A aplicação de volumes acima do especificado pelo fabricante ou a falta de cálculo adequado (como o fator de rotação DN) desencadeia uma reação em cadeia que compromete todo o ativo.
O interior de um rolamento não deve estar completamente cheio de graxa. O espaço livre é essencial para a dissipação térmica e para a acomodação do óleo liberado pelo espessante. O excesso gera:
Causa Raiz
- Aplicação de volume de graxa acima do especificado.
- Intervalo incorreto de relubrificação (excesso de intervenções).
- Falta de cálculo do fator DN e velocidade de operação.
Consequência
- Aumento crítico do atrito interno no rolamento.
- Elevação térmica abrupta e oxidação da graxa.
- Aumento de pressão, rompimento de retentores e vazamento.
- Falha prematura ou queima total do motor.
Evidências em Campo: Contaminação do Estator
A pressão gerada pelo excesso de graxa em altas rotações força o lubrificante a romper as vedações e retentores, vazando diretamente para o interior do motor.

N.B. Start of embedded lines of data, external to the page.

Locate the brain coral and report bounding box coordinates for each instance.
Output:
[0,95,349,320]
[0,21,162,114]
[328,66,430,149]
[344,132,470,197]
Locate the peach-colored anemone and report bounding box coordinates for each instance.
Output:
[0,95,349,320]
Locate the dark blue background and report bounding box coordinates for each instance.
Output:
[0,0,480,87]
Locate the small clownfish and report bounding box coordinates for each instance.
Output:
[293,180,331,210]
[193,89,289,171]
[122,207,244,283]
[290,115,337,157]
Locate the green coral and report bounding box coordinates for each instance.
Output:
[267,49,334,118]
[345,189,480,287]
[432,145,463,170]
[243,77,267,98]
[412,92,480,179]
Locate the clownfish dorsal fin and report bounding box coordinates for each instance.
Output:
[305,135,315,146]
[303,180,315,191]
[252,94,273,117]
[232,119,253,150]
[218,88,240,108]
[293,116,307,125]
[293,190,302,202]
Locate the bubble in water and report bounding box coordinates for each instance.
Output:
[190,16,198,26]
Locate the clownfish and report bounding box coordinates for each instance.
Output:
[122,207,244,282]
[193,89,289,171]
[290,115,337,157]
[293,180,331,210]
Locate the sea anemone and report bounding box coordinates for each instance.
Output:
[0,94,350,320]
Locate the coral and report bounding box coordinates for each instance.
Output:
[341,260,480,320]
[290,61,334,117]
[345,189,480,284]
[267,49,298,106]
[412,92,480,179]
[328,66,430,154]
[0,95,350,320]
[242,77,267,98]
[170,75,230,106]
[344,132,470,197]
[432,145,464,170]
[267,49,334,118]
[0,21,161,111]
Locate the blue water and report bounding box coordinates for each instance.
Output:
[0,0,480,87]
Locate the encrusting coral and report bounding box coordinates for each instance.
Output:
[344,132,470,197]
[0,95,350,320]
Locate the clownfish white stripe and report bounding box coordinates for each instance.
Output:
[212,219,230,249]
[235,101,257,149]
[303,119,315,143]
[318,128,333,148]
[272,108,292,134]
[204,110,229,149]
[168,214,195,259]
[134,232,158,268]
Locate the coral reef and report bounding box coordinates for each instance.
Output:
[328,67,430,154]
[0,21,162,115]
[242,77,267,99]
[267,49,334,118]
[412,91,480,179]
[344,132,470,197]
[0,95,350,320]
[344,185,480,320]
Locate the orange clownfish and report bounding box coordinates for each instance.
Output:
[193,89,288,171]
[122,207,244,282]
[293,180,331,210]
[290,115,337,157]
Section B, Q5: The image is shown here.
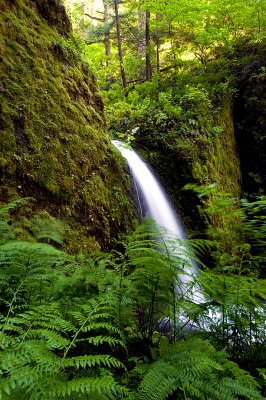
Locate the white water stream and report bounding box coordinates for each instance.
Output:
[113,140,185,239]
[112,140,203,302]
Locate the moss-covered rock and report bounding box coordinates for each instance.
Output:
[0,0,135,251]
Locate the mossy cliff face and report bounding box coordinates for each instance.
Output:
[0,0,132,250]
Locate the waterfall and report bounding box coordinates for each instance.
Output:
[112,140,203,303]
[113,140,185,239]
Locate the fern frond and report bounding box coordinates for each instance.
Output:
[139,338,262,400]
[48,376,128,400]
[62,354,125,369]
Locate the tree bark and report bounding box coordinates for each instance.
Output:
[145,10,152,81]
[114,0,127,88]
[102,0,111,61]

Essa graxa extravasada se aloja nos enrolamentos do estator . Isso anula a dissipação térmica do cobre, causa aquecimento excessivo e degrada o verniz isolante, resultando em uma falha catastrófica por curto-circuito.

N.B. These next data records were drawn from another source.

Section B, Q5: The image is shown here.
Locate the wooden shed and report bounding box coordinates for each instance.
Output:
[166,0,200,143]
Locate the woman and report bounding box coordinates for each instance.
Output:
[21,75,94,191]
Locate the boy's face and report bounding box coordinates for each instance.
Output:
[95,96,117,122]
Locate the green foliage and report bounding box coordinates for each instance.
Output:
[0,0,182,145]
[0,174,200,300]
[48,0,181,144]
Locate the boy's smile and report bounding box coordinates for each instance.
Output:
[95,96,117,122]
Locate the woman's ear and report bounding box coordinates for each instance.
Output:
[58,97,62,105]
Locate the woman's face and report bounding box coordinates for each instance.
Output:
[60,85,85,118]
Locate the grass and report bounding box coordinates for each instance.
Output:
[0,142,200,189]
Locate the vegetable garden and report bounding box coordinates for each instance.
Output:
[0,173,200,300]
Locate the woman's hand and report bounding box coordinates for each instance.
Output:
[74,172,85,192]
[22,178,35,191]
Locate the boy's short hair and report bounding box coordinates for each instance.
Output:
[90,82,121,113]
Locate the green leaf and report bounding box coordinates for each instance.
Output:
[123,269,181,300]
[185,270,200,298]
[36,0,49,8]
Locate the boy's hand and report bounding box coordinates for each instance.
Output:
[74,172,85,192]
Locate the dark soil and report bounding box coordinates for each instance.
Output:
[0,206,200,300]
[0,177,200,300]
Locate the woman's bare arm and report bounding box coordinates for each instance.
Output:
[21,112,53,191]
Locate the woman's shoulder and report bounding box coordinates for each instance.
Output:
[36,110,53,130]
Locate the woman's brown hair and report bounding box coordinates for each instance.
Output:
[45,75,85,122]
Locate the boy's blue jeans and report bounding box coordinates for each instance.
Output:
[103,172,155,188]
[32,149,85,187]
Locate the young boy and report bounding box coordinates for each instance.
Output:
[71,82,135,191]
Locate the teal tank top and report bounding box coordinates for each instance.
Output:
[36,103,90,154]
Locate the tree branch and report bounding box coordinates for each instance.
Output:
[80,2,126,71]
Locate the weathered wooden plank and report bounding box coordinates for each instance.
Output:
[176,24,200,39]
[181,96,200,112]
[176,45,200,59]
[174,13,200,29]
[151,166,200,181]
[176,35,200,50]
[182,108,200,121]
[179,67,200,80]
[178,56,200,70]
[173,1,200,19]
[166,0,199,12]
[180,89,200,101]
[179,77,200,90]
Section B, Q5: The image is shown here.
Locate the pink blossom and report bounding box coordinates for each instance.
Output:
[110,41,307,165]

Na Stramar Motores, lubrificação é cálculo e precisão. Qualidade técnica não admite improviso. Nosso processo de montagem e lubrificação garante a vida útil máxima do elemento rolante:
1. Volume Controlado por Cálculo
Preenchemos apenas os espaços vazios do rolamento com graxa, calculando o volume exato. Nos anéis de fixação (tampas), preenchemos no máximo ¾ do volume disponível, garantindo espaço para expansão térmica.

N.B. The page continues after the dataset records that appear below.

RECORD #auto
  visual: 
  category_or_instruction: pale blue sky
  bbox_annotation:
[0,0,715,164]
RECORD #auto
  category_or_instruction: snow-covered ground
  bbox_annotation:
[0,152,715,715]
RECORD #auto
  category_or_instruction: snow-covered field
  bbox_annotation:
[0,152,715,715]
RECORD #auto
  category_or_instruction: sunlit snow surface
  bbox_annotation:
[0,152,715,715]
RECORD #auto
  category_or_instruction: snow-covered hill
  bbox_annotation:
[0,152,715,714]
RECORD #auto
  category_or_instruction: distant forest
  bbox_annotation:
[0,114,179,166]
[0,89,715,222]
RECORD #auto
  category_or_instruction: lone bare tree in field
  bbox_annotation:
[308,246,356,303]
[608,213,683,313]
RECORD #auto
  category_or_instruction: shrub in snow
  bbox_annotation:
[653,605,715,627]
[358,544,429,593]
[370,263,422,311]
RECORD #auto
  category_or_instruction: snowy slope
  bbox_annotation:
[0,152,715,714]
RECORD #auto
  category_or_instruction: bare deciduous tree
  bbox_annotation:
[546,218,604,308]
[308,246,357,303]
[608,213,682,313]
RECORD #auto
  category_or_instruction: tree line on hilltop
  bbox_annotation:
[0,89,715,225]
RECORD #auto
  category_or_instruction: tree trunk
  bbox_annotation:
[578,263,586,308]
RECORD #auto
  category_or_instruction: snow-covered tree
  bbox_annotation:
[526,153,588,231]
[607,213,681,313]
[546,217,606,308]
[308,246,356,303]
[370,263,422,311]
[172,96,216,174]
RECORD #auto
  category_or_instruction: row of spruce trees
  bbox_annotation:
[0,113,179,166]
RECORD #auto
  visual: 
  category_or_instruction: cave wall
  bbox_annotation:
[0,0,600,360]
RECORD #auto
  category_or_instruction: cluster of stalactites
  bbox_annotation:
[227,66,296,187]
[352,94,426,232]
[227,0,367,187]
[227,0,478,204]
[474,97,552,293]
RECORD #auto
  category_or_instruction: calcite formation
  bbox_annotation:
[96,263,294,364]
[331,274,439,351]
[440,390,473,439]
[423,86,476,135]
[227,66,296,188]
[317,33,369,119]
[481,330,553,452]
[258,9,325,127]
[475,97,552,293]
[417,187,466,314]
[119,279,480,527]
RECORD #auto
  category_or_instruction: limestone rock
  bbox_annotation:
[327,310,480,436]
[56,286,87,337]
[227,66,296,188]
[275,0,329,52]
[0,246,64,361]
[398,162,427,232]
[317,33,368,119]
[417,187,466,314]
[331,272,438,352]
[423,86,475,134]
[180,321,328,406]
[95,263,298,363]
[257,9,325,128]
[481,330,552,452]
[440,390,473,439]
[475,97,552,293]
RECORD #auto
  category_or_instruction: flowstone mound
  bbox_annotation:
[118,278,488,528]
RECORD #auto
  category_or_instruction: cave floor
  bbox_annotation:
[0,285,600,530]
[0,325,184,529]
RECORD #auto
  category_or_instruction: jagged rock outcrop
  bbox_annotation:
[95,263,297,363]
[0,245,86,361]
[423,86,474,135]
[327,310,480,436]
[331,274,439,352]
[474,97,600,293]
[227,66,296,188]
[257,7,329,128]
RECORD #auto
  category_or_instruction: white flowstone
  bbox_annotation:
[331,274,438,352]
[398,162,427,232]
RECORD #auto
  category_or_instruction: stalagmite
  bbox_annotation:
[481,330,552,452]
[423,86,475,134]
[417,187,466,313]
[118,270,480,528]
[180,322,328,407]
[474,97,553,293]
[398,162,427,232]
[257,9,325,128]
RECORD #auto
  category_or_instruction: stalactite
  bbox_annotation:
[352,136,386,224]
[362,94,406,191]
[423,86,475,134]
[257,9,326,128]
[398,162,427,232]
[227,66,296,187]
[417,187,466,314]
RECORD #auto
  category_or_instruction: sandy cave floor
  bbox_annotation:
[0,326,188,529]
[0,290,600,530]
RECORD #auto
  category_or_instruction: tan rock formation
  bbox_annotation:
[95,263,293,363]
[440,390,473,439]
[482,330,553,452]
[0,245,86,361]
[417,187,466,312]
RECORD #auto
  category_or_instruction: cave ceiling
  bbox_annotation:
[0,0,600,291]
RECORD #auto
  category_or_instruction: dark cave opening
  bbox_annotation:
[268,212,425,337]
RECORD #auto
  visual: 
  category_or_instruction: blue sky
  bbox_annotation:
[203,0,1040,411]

2. Prevenção Absoluta de Contaminação
A aplicação de graxa é feita exclusivamente com espátulas limpas e luvas adequadas. Nunca aplicamos lubrificante com as mãos nuas , pois o suor e a sujeira contaminam a matriz da graxa, iniciando a oxidação antes mesmo do motor rodar.
3. Montagem Térmica Instrumentada
O rolamento, já devidamente lubrificado, é aquecido de forma homogênea a 90°C (via aquecedor indutivo) para a dilatação correta antes da montagem no eixo . O sensor de temperatura é posicionado estritamente no anel interno, evitando danos térmicos à graxa recém-aplicada.
A Equação da Confiabilidade
Quantidade correta = Temperatura controlada + Maior vida útil. Através do sistema MotorAccomp, todo o volume de graxa aplicado, o tipo de espessante utilizado e os laudos fotográficos da montagem são registrados no DataBook do seu motor, garantindo rastreabilidade total para a sua equipe de engenharia.